Per dare una risposta alla domanda sul perché Gesù abbia sentito la necessità di manifestarsi trasfigurato ad alcuni dei suoi amici mentre si dirigevano a Gerusalemme, bisogna fare un piccolo passo indietro nel racconto del Vangelo secondo Marco. Sei giorni prima, a Cesarea di Filippo, nel bel mezzo di una verifica di comunità, Gesù sconvolge letteralmente i suoi discepoli rivelando per la prima volta quale sarà il suo destino una volta giunti a Gerusalemme. Il Figlio dell’uomo, dice in quella circostanza, deve soffrire molto, essere riprovato dagli anziani, dai sommi sacerdoti e dagli scribi, venire ucciso e dopo tre giorni risuscitare. Non c’è un’accoglienza serena delle sue parole. Pietro, prendendo il Maestro in disparte, facendosi interprete del pensiero dei suoi compagni di viaggio, glielo dice senza filtro: «Nulla di quello che stai dicendo ti capiterà, Dio te ne scampi». Per sei giorni, lungo il cammino, Gesù osserva il volto dei discepoli visibilmente preoccupato. E proprio perché desidera che superino il momento difficile che stanno attraversando decide di mostrare loro in anticipo la gloria della risurrezione, quella gloria che apparterrà a Gesù e ai suoi amici solo dopo essere passati per l’esperienza della sofferenza e della morte.
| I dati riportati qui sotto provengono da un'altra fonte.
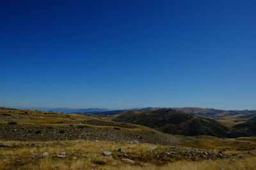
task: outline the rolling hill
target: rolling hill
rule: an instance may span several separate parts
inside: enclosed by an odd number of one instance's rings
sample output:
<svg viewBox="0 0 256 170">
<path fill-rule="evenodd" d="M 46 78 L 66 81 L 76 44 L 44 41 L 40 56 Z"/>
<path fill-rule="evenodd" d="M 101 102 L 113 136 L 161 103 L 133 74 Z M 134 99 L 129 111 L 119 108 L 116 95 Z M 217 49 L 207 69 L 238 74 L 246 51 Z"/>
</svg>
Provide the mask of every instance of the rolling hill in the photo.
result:
<svg viewBox="0 0 256 170">
<path fill-rule="evenodd" d="M 113 117 L 116 122 L 147 126 L 168 134 L 225 137 L 228 128 L 216 120 L 170 108 L 130 110 Z"/>
<path fill-rule="evenodd" d="M 255 136 L 256 136 L 256 117 L 233 127 L 234 130 L 228 135 L 230 138 Z"/>
<path fill-rule="evenodd" d="M 241 119 L 256 116 L 256 110 L 222 110 L 195 107 L 173 108 L 172 109 L 194 115 L 212 118 Z"/>
</svg>

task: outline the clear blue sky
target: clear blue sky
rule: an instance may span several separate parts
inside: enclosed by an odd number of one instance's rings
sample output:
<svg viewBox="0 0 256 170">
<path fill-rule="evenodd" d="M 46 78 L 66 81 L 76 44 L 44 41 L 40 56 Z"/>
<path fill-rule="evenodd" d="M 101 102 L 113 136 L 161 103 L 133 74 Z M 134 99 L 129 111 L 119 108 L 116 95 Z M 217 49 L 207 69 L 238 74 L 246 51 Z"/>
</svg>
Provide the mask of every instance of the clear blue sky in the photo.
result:
<svg viewBox="0 0 256 170">
<path fill-rule="evenodd" d="M 255 1 L 1 1 L 0 106 L 256 109 Z"/>
</svg>

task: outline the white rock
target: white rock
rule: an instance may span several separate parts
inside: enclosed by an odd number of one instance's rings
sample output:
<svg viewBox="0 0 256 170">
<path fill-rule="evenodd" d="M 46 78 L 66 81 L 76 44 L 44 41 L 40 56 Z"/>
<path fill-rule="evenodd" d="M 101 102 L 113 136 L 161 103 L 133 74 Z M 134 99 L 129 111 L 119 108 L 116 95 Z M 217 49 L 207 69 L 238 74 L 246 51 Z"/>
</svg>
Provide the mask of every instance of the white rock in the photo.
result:
<svg viewBox="0 0 256 170">
<path fill-rule="evenodd" d="M 9 143 L 1 143 L 0 144 L 0 146 L 12 146 L 11 144 Z"/>
<path fill-rule="evenodd" d="M 104 151 L 104 152 L 103 152 L 103 154 L 105 155 L 109 156 L 112 154 L 112 152 L 109 152 L 109 151 Z"/>
<path fill-rule="evenodd" d="M 129 159 L 127 159 L 127 158 L 123 159 L 122 160 L 124 161 L 126 161 L 126 162 L 128 162 L 131 163 L 131 164 L 134 164 L 134 161 L 133 161 L 132 160 L 131 160 Z"/>
<path fill-rule="evenodd" d="M 49 153 L 48 152 L 44 152 L 43 154 L 42 154 L 44 157 L 47 157 L 49 156 Z"/>
<path fill-rule="evenodd" d="M 61 152 L 60 153 L 60 155 L 66 155 L 66 154 L 67 154 L 67 152 Z"/>
<path fill-rule="evenodd" d="M 138 140 L 134 140 L 133 142 L 136 144 L 139 144 L 139 141 Z"/>
<path fill-rule="evenodd" d="M 152 147 L 152 148 L 148 148 L 147 149 L 147 150 L 155 150 L 155 149 L 156 149 L 155 147 Z"/>
</svg>

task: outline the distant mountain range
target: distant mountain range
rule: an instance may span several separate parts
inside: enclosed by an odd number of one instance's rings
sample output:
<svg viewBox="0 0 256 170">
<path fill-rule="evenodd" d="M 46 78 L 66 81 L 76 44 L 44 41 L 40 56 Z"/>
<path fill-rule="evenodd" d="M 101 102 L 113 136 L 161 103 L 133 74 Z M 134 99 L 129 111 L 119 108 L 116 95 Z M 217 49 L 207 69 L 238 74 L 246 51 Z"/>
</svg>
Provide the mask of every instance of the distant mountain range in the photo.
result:
<svg viewBox="0 0 256 170">
<path fill-rule="evenodd" d="M 200 117 L 220 118 L 223 117 L 234 117 L 237 118 L 248 118 L 256 115 L 256 110 L 222 110 L 200 108 L 172 108 L 173 110 L 181 111 Z"/>
</svg>

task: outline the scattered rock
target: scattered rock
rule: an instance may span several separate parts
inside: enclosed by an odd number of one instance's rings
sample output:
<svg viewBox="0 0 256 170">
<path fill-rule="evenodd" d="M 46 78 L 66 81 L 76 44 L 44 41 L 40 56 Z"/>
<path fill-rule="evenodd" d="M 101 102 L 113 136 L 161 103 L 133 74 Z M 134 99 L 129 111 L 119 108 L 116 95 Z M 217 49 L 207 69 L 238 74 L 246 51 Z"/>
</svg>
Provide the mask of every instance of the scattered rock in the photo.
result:
<svg viewBox="0 0 256 170">
<path fill-rule="evenodd" d="M 125 151 L 124 149 L 122 149 L 122 148 L 119 148 L 119 149 L 117 150 L 117 151 L 118 151 L 118 152 L 122 152 L 122 153 L 124 153 L 124 152 L 125 152 Z"/>
<path fill-rule="evenodd" d="M 109 152 L 109 151 L 104 151 L 104 152 L 103 152 L 103 155 L 104 155 L 109 156 L 109 155 L 111 155 L 111 154 L 112 154 L 112 152 Z"/>
<path fill-rule="evenodd" d="M 47 156 L 49 156 L 49 153 L 48 152 L 44 152 L 42 155 L 43 155 L 43 157 L 47 157 Z"/>
<path fill-rule="evenodd" d="M 133 142 L 136 144 L 139 144 L 139 141 L 138 140 L 134 140 Z"/>
<path fill-rule="evenodd" d="M 8 147 L 8 146 L 12 146 L 12 145 L 9 143 L 1 143 L 0 144 L 0 147 Z"/>
<path fill-rule="evenodd" d="M 147 150 L 148 150 L 148 151 L 150 151 L 150 150 L 154 150 L 155 149 L 156 149 L 155 147 L 152 147 L 152 148 L 148 148 L 147 149 Z"/>
</svg>

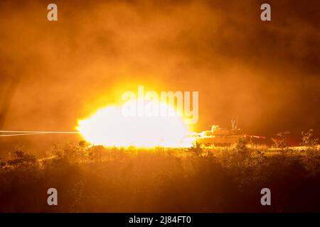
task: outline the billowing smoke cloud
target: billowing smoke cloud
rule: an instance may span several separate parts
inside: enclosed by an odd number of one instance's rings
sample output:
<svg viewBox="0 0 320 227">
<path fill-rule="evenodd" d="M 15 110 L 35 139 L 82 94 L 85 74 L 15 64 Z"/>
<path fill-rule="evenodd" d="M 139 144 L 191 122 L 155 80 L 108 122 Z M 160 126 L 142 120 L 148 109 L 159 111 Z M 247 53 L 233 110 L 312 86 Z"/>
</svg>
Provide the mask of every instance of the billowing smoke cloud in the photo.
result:
<svg viewBox="0 0 320 227">
<path fill-rule="evenodd" d="M 55 1 L 58 22 L 49 3 L 0 3 L 2 128 L 73 130 L 142 84 L 198 91 L 198 131 L 238 116 L 249 133 L 319 135 L 318 1 L 269 1 L 271 22 L 262 1 Z"/>
</svg>

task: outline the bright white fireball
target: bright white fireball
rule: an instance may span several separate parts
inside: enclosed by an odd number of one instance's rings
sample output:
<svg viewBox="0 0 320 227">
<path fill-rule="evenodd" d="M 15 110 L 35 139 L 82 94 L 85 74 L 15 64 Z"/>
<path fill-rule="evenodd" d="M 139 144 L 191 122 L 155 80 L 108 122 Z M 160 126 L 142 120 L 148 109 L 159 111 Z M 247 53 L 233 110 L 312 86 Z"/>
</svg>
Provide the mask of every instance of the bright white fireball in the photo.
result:
<svg viewBox="0 0 320 227">
<path fill-rule="evenodd" d="M 121 106 L 99 109 L 79 120 L 77 129 L 89 143 L 105 146 L 185 148 L 193 142 L 182 116 L 125 116 Z"/>
</svg>

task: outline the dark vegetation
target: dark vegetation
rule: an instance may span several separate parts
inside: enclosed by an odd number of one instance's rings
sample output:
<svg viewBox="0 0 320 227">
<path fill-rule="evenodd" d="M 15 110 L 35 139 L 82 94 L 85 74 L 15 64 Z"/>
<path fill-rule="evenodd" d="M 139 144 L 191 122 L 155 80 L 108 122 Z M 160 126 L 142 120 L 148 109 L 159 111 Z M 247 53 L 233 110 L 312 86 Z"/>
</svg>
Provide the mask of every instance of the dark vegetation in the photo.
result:
<svg viewBox="0 0 320 227">
<path fill-rule="evenodd" d="M 55 145 L 36 159 L 17 148 L 14 157 L 0 160 L 0 211 L 319 212 L 320 150 L 312 131 L 302 136 L 302 149 L 282 143 L 275 151 L 246 140 L 188 149 L 80 142 Z M 50 187 L 58 206 L 47 204 Z M 260 204 L 264 187 L 271 206 Z"/>
</svg>

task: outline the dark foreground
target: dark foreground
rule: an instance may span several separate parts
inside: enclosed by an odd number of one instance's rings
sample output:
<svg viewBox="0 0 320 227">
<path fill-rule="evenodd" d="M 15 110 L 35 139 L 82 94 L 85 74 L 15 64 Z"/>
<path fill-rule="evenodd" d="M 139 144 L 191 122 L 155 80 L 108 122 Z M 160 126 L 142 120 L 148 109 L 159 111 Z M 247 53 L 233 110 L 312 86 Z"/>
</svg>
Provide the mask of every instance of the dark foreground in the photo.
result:
<svg viewBox="0 0 320 227">
<path fill-rule="evenodd" d="M 263 148 L 18 149 L 0 167 L 1 212 L 320 212 L 320 151 Z M 14 156 L 14 155 L 12 155 Z M 262 188 L 271 206 L 262 206 Z M 47 190 L 58 190 L 48 206 Z"/>
</svg>

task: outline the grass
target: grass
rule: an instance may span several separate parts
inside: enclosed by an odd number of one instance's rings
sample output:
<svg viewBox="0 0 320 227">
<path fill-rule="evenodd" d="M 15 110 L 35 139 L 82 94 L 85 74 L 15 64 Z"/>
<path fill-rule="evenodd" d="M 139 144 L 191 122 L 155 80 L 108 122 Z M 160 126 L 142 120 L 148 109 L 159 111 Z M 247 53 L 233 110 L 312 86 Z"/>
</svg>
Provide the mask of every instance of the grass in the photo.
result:
<svg viewBox="0 0 320 227">
<path fill-rule="evenodd" d="M 0 211 L 320 211 L 320 151 L 53 145 L 42 159 L 16 150 L 0 167 Z M 47 190 L 58 206 L 47 204 Z M 261 189 L 272 206 L 260 204 Z"/>
</svg>

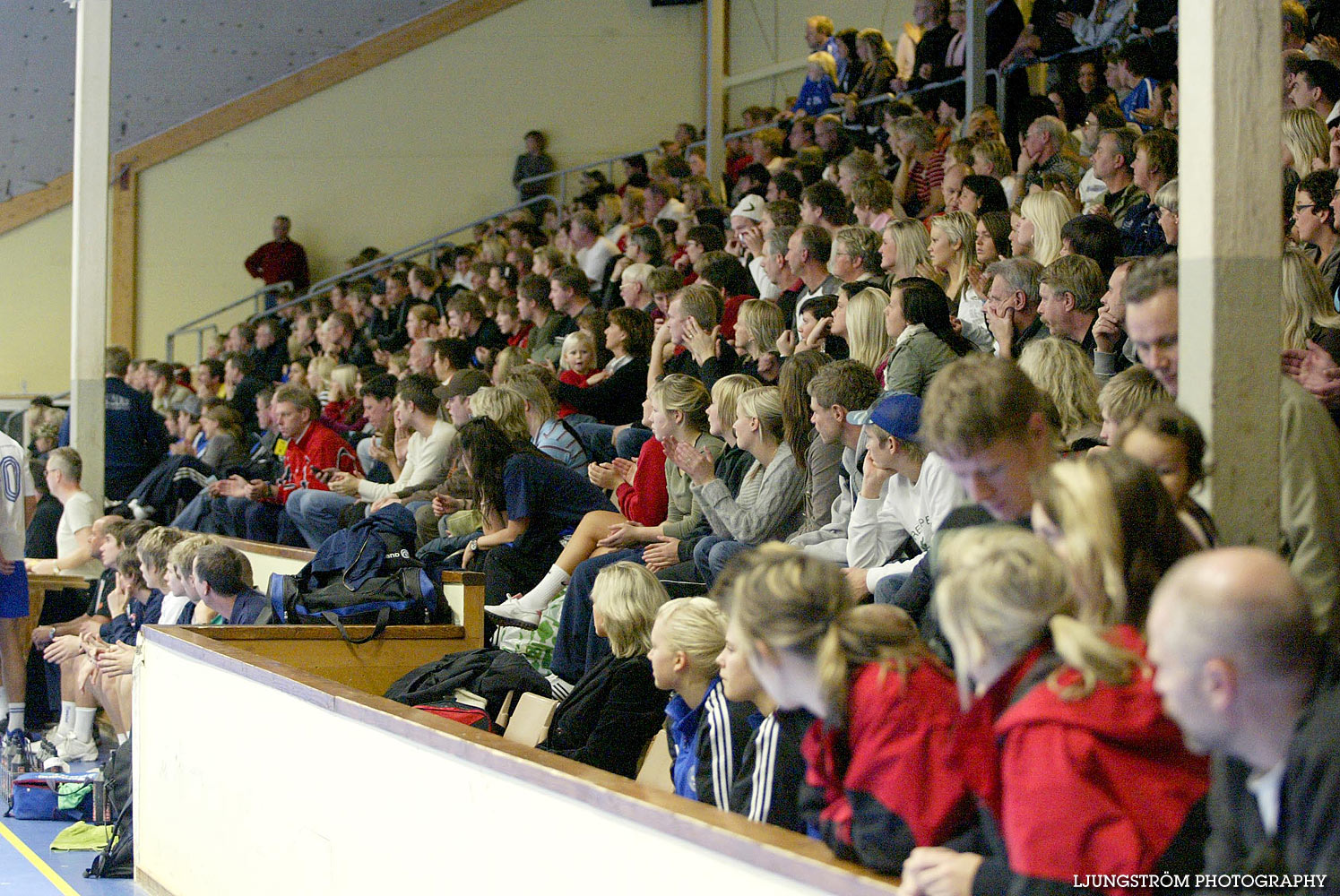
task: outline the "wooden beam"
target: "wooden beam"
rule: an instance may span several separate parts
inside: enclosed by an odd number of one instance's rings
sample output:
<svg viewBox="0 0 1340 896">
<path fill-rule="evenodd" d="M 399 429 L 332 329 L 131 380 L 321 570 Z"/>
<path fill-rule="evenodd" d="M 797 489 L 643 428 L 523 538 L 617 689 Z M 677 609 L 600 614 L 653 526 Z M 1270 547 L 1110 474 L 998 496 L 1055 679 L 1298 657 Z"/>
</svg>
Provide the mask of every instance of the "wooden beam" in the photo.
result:
<svg viewBox="0 0 1340 896">
<path fill-rule="evenodd" d="M 111 295 L 107 344 L 135 354 L 135 264 L 139 240 L 139 175 L 126 169 L 111 186 Z"/>
<path fill-rule="evenodd" d="M 364 40 L 330 59 L 129 146 L 115 154 L 113 170 L 119 171 L 129 165 L 131 173 L 139 173 L 166 162 L 519 3 L 521 0 L 456 0 L 436 12 L 419 16 L 414 21 Z M 71 177 L 64 174 L 40 190 L 0 202 L 0 234 L 68 205 L 70 198 Z"/>
<path fill-rule="evenodd" d="M 43 214 L 63 209 L 74 198 L 74 175 L 62 174 L 43 188 L 0 202 L 0 233 L 21 228 Z"/>
</svg>

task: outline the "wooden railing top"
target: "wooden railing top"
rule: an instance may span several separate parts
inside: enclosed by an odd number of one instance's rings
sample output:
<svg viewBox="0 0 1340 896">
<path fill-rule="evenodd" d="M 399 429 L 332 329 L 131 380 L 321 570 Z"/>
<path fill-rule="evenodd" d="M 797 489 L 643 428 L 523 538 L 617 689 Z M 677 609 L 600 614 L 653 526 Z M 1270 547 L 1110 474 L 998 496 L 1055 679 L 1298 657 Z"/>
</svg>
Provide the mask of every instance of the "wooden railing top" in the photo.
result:
<svg viewBox="0 0 1340 896">
<path fill-rule="evenodd" d="M 145 631 L 149 642 L 184 656 L 760 869 L 839 896 L 890 896 L 898 889 L 895 880 L 833 858 L 827 846 L 803 834 L 683 800 L 565 757 L 511 743 L 496 734 L 259 656 L 247 651 L 240 639 L 230 635 L 221 638 L 229 631 L 226 627 Z M 256 631 L 277 633 L 269 628 Z"/>
</svg>

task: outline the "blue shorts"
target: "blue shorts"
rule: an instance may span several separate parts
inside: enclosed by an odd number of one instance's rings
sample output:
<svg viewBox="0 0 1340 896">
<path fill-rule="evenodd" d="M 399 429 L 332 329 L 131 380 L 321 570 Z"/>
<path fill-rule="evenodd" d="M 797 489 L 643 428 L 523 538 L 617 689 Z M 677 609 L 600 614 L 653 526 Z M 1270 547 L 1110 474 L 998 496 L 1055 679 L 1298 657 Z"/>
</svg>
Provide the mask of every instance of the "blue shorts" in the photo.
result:
<svg viewBox="0 0 1340 896">
<path fill-rule="evenodd" d="M 28 615 L 28 571 L 23 561 L 13 564 L 8 576 L 0 573 L 0 619 L 24 619 Z"/>
</svg>

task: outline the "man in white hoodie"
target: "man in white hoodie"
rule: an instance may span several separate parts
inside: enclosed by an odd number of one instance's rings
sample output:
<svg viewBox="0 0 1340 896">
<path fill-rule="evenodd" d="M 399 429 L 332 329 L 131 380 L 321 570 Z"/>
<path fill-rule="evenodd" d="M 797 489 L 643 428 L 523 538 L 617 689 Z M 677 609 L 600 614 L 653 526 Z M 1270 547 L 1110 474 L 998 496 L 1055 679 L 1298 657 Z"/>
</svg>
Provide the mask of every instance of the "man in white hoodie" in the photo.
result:
<svg viewBox="0 0 1340 896">
<path fill-rule="evenodd" d="M 969 500 L 939 455 L 921 446 L 915 395 L 884 395 L 847 421 L 866 433 L 860 494 L 847 526 L 847 584 L 859 599 L 884 579 L 907 576 L 949 512 Z"/>
</svg>

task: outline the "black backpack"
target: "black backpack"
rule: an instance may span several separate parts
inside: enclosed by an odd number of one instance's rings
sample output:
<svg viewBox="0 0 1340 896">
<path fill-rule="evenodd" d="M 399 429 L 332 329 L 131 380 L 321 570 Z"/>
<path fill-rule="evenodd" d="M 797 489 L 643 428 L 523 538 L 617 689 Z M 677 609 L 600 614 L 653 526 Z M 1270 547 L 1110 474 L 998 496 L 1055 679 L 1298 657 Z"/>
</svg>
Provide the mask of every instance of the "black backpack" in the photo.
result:
<svg viewBox="0 0 1340 896">
<path fill-rule="evenodd" d="M 351 644 L 366 644 L 387 625 L 441 625 L 452 616 L 442 591 L 421 568 L 374 576 L 358 588 L 350 588 L 343 575 L 319 588 L 303 589 L 297 583 L 297 576 L 271 573 L 268 597 L 273 621 L 289 625 L 328 623 Z M 375 628 L 366 638 L 350 638 L 346 625 Z"/>
<path fill-rule="evenodd" d="M 107 845 L 98 853 L 84 877 L 134 877 L 135 875 L 135 829 L 131 813 L 131 758 L 130 741 L 117 747 L 102 774 L 107 788 L 107 806 L 115 820 Z"/>
<path fill-rule="evenodd" d="M 524 692 L 553 696 L 548 680 L 525 658 L 496 647 L 448 654 L 425 663 L 402 675 L 385 696 L 407 706 L 442 703 L 462 687 L 484 698 L 490 719 L 498 717 L 509 691 L 517 696 Z"/>
</svg>

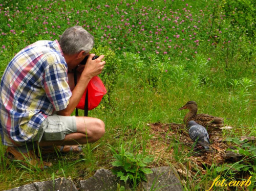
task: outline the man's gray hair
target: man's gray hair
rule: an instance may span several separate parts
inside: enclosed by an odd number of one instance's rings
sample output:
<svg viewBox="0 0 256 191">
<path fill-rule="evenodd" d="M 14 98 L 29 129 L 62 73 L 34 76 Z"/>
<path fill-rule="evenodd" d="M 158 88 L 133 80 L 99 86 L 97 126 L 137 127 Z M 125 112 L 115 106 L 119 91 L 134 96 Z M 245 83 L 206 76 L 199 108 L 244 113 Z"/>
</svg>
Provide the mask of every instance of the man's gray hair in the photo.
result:
<svg viewBox="0 0 256 191">
<path fill-rule="evenodd" d="M 94 45 L 94 37 L 80 26 L 67 29 L 60 37 L 59 43 L 63 53 L 71 55 L 84 51 L 90 52 Z"/>
</svg>

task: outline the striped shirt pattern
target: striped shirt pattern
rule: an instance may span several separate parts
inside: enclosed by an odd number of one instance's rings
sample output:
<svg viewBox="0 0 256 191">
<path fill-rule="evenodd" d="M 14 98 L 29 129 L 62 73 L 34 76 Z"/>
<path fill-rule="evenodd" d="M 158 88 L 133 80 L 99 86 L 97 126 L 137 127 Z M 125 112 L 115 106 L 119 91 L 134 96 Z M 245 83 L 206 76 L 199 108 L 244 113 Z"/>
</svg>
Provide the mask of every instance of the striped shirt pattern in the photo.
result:
<svg viewBox="0 0 256 191">
<path fill-rule="evenodd" d="M 57 40 L 41 40 L 18 53 L 0 85 L 0 134 L 4 145 L 31 141 L 48 115 L 71 97 L 68 66 Z"/>
</svg>

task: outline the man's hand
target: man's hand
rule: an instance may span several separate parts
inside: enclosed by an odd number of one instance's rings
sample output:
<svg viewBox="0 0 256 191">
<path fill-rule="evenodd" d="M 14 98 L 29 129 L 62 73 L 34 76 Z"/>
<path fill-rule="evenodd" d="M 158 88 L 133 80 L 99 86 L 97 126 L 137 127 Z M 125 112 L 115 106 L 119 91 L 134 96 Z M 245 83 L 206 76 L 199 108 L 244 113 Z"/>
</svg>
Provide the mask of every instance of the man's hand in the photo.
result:
<svg viewBox="0 0 256 191">
<path fill-rule="evenodd" d="M 81 78 L 87 77 L 91 79 L 92 77 L 100 74 L 102 71 L 106 63 L 104 61 L 102 61 L 104 55 L 100 55 L 98 58 L 93 60 L 92 58 L 94 56 L 95 56 L 94 54 L 91 54 L 89 55 L 87 62 L 84 66 L 82 72 L 81 72 Z"/>
</svg>

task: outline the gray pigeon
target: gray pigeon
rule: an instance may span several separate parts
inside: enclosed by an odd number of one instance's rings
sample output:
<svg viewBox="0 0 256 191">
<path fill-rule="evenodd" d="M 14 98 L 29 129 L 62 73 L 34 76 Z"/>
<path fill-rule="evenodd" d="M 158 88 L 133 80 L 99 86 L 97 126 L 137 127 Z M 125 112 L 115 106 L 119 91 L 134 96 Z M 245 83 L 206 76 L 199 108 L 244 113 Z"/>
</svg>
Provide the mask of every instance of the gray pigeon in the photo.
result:
<svg viewBox="0 0 256 191">
<path fill-rule="evenodd" d="M 205 150 L 209 150 L 208 146 L 210 145 L 210 141 L 206 129 L 194 121 L 188 122 L 188 127 L 189 128 L 188 133 L 192 140 L 204 147 Z"/>
</svg>

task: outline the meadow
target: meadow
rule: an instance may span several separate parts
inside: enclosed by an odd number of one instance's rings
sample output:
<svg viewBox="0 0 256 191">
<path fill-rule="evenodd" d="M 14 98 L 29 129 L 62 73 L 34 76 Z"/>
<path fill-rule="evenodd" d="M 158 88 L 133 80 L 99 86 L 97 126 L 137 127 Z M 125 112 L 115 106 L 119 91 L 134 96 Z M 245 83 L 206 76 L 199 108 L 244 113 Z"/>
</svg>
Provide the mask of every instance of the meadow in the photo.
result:
<svg viewBox="0 0 256 191">
<path fill-rule="evenodd" d="M 0 77 L 23 48 L 37 40 L 58 39 L 66 29 L 79 25 L 95 37 L 92 53 L 105 55 L 100 77 L 108 90 L 89 113 L 104 122 L 106 133 L 84 146 L 83 155 L 58 155 L 49 159 L 52 168 L 41 171 L 8 161 L 6 147 L 1 144 L 0 190 L 61 177 L 76 182 L 98 169 L 113 169 L 118 160 L 123 162 L 121 178 L 131 181 L 134 190 L 140 189 L 140 180 L 134 177 L 150 173 L 138 164 L 142 162 L 148 168 L 179 170 L 184 190 L 207 190 L 219 175 L 228 181 L 251 176 L 252 183 L 212 190 L 254 190 L 255 18 L 253 0 L 0 3 Z M 183 123 L 187 111 L 178 109 L 191 100 L 199 113 L 223 117 L 233 127 L 210 141 L 214 145 L 221 137 L 221 143 L 232 145 L 242 156 L 240 160 L 218 162 L 210 155 L 207 161 L 203 156 L 191 158 L 191 144 L 183 138 L 187 130 L 168 125 Z M 158 132 L 153 130 L 156 123 Z M 164 127 L 167 129 L 161 132 Z M 125 164 L 130 171 L 142 170 L 127 174 Z"/>
</svg>

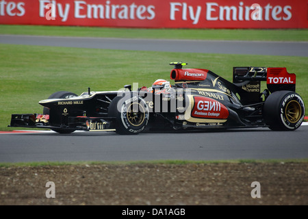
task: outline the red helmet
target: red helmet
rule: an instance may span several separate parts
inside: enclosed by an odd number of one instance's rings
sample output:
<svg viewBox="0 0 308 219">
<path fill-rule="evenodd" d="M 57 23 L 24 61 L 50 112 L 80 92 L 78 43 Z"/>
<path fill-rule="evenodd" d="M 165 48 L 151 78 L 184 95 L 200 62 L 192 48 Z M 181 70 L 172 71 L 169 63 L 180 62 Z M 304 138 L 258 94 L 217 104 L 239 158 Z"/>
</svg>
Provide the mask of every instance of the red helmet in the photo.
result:
<svg viewBox="0 0 308 219">
<path fill-rule="evenodd" d="M 164 79 L 157 79 L 152 85 L 152 88 L 156 89 L 170 88 L 170 81 Z"/>
</svg>

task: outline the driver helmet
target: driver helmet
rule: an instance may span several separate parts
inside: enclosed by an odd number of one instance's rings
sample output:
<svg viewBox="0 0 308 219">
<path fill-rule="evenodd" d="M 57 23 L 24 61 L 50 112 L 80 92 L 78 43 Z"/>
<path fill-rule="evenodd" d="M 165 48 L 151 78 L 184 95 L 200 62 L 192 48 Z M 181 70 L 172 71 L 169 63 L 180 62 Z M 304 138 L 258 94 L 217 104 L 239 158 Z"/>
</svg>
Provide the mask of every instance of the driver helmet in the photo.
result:
<svg viewBox="0 0 308 219">
<path fill-rule="evenodd" d="M 171 86 L 170 81 L 164 79 L 157 79 L 152 85 L 152 88 L 155 89 L 168 89 Z"/>
</svg>

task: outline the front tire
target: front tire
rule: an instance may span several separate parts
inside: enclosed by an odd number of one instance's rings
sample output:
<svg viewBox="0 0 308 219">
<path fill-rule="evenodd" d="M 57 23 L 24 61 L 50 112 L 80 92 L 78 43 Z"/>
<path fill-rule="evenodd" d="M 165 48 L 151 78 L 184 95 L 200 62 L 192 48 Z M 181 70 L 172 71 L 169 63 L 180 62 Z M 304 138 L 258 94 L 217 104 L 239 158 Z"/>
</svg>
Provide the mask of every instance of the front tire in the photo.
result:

I discepoli, in pratica, vedendo che la gloria futura a cui saranno destinati non è paragonabile ai problemi e ai patimenti della vita presente avranno nel cuore quella consolazione che li aiuterà ad affrontarli con coraggio.
Nasce in questo modo la necessità della Trasfigurazione per i discepoli di tutti i tempi. Trasfigurare la realtà storica in cui si vive significa in fondo proiettare su di essa la luce della gloria futura. Significa, detto in altre parole, comprendere che il dolore, la sofferenza, la morte, non hanno e non avranno mai l’ultima parola. C’è sempre una porta aperta verso un nuovo inizio, verso qualcosa di nuovo che nasce, verso una speranza che non delude!
Nel frattempo, nel cammino di tutti i giorni, ci vengono chieste due cose, per alimentare la fede e la speranza. La prima consiste nell’accogliere l’invito del Padre ad ascoltare Gesù: “Questi è il figlio mio, l’Amato. Ascoltatelo!”. Un invito che richiede da parte nostra l’impegno a fare spazio nel cuore al seme della Parola perché vi possa attecchire, germogliare e dare frutti. La Quaresima è tempo di ascolto. Ma per ascoltare l’altro, con la “a” maiuscola e minuscola, è necessario tacere e far tacere tutte le voci che distraggono la nostra attenzione. Nel bombardamento quotidiano delle informazioni che provengono dalle nostre molteplici connessioni, fare silenzio, purtroppo, si sta rivelando un impegno alquanto arduo. La seconda cosa è, in una parola, la carità. Dopo essersi trasfigurato i discepoli si ritrovano davanti Gesù, come l’avevano sempre visto. Gesù solo, dice l’evangelista. Solo Gesù, nient’altro che Gesù di Nazareth. Non dobbiamo dimenticare che è grazie alla sua umanità che abbiamo potuto entrare nella conoscenza sempre più profonda del volto del Padre, del cuore del Padre. Non solo. La carne di Cristo, dice papa Francesco molto spesso, è la carne dei nostri fratelli. Amando loro amiamo il Signore. Anzi, chi non ama i fratelli, non può neppure dire d’averlo veramente conosciuto.
Fissiamo allora il nostro sguardo su Gesù trasfigurato. Chiediamo di essere illuminati costantemente dalla presenza del Signore, dalla sua Parola, per affrontare con coraggio le tante situazioni in cui ci sembra di sperimentare solo buio e disperazione. Buona continuazione del cammino della Quaresima a tutti!